Volgens vaste jurisprudentie van de Afdeling bestuursrechtspraak van de Raad van State, verwezen wordt naar onder meer AbRS 27 februari 2008, LJNnr. BC5256, mag verweerder, hoewel het niet aan een welstandsadvies is gebonden en de verantwoordelijkheid voor welstandstoetsing bij hem berust, aan het welstandsadvies in beginsel doorslaggevende betekenis toekennen. Het overnemen van een welstandsadvies hoeft in de regel geen nadere toelichting, tenzij de aanvrager of een derdebelanghebbende een deskundigenrapport overlegt van een andere deskundig te achten persoon of instantie. Dit is slechts anders indien het advies van de welstandscommissie naar inhoud en wijze van totstandkoming zodanige gebreken vertoont dat het college dit niet - of niet zonder meer - aan zijn oordeel over de welstand ten grondslag heeft mogen leggen.
De voorzieningenrechter stelt vast dat verzoeker geen advies van een deskundige heeft overgelegd waaruit kan worden afgeleid dat het welstandsadvies onjuistheden en/of onzorgvuldigheden bevat. De voorzieningenrechter is van oordeel dat ook voor het overige niet gebleken is dat het advies van de welstandscommissie zodanige gebreken vertoont dat verweerder dit niet aan zijn oordeel over de welstand ten grondslag heeft mogen leggen.
Voor zover verzoeker vreest voor toename van de stankoverlast en nitraatuitspoeling overweegt de voorzieningenrechter dat deze (milieurechtelijke) aspecten geen betrekking hebben op één van de weigeringsgronden genoemd in artikel 44 van de Woningwet, zodat deze, gelet op het limitatief-imperatieve karakter van deze wetsbepaling, voor verweerder geen aanleiding konden vormen om de gevraagde bouwvergunning te weigeren.
Ook de mogelijkheid dat realisering van het bouwplan nadelige consequenties heeft voor de verkoopbaarheid van de woning van verzoeker is gelet op het aan te leggen toetsingskader geen omstandigheid die tot weigering van de gevraagde bouwvergunning kan leiden.

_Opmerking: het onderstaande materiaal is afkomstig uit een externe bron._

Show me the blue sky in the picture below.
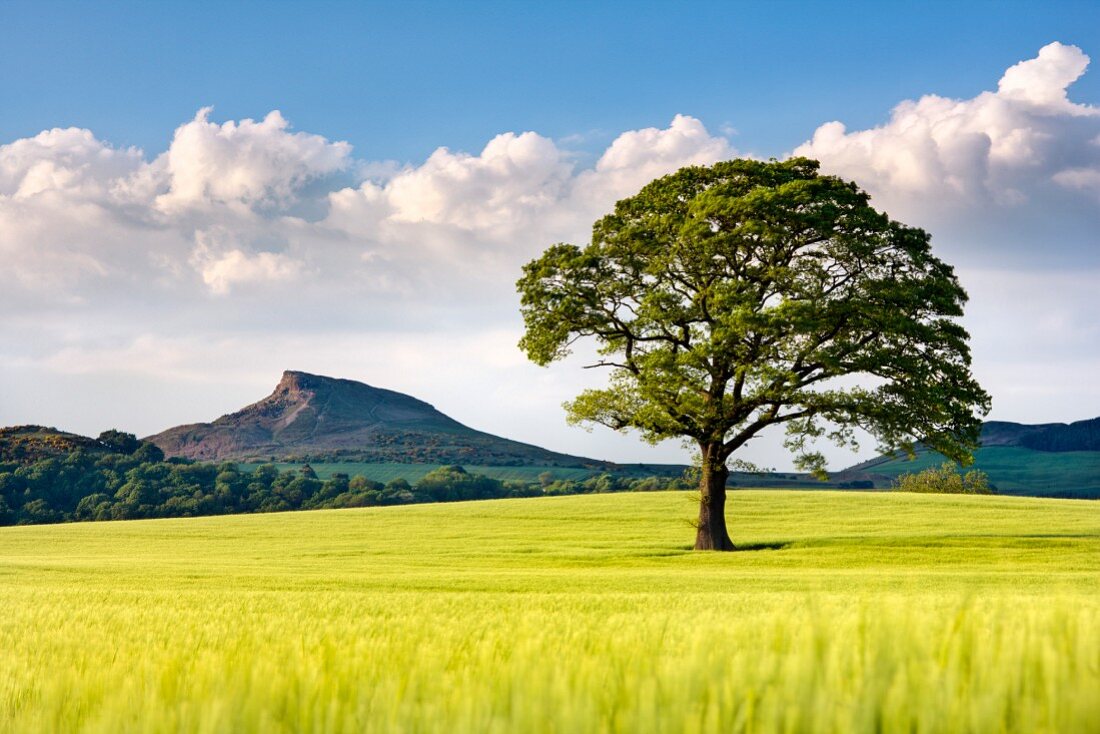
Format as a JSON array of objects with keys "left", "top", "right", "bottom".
[
  {"left": 0, "top": 0, "right": 1100, "bottom": 468},
  {"left": 0, "top": 1, "right": 1100, "bottom": 162}
]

Het vorenstaande brengt de voorzieningenrechter tot het voorlopig oordeel dat verweerder tot het verlenen van de bouwvergunning heeft kunnen besluiten.
Gelet hierop ziet de voorzieningenrechter geen aanleiding om een voorlopige voorziening te treffen. Het verzoek daartoe wordt dan ook afgewezen. Voor een proceskostenveroordeling als bedoeld in artikel 8:75 van de Awb, acht de voorzieningenrechter geen reden aanwezig.
- wijst het verzoek tot het treffen van een voorlopige voorziening af.
Aldus gegeven door mr. J.L. Boxum, voorzieningenrechter en uitgesproken in het
openbaar op 29 augustus 2008
door mr. J.L. Boxum, in tegenwoordigheid van mr. K. Jongsma, griffier.
mr. K. Jongsma mr. J.L. Boxum
Tegen deze uitspraak staat geen hoger beroep open.